Setelah ayahnya meninggal, ibunya memutuskan untuk menjual kue sedangkan Agnes
dan Teddy mengantarkan kue sebelum berangkat ke sekolah. Setelah menyelesaikan
pendidikan sekolahnya, Agnes melanjutkan pendidikannya ke Universitas Bina Nusantara
dengan mengambil jurusan Sastra Cina, namun tidak berlangsung lama. Ia harus berhenti
kuliah karena alasan biaya kuliah yang sangat mahal.
Karena mengalmi kesusahan yang begitu sulit, ibunya kemudian memutuskan untuk
menjadi TKW di Taiwan, ibunya selalu mengirimkan uang setiap bulannya untuk kebutuhan
sehari-hari. Saat inilah, ia dan adiknya memutuskan untuk mulai menulis novel dan
menawarkan tulisannya ke sebuah penerbit, namun tulisannya itu ditolak oleh penerbit. Hal
ini membuat mereka begitu kecewa dan memutuskan untuk menuliskan cerita mereka di
Friendster sebagai jejaring sosial yang saat itu sedang nge-trend pada tahun 2007.
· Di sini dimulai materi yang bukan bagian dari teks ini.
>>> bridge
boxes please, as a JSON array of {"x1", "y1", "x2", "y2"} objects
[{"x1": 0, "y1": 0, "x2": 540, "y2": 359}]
Tulisan yang mereka tulis di akun Friendster itu mengisahkan tentang pengalaman
pribadi dan pengalaman orang lain. Semakin hari, cerpen yang mereka tulis semakin banyak
disukai oleh banyak orang. Salah satu cerpen mereka adalah Ibu Aku Mencintaimu. Akun itu
semakin banyak dikunjungi sehingga membuat mereka semakin terkenal. Ketenaran mereka
semakin bertambah sejak ia menulis novel online yang berjudul Kisah Lirik Terakhir yang
mengisahkan tentang penulis lagu bernama Gaby yang mati bunuh diri.
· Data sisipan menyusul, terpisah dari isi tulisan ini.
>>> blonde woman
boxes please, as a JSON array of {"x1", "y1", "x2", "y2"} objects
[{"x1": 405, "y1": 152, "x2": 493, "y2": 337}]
Nama Agnes Davonar berasal dari nama Agnes sendiri dan nama Davonar berasal
dari inisial yang menggambarkan Teddy melalui orang terdekat Teddy. Dari tulisannya di
Friendster menjadi situs pertama yang paling banyak dikunjungi oleh orang banyak dalam
sebuah web. Popularitas mereka pun semakin menjulang tinggi semenjak mereka menulis
novel yang berjudul Surat Kecil Untuk Tuhan pada tahun 2008. Tidak hanya berhenti dalam
dua karya itu saja, mereka terus berkarya dalam menulis novel dan biografi, diantara lain
yang berjudul Biografi Denny Sumargo, Kumpulan Cerpen Love n’Life Chocolatos, My
Blackberry Girlfriend dan masih banyak lagi.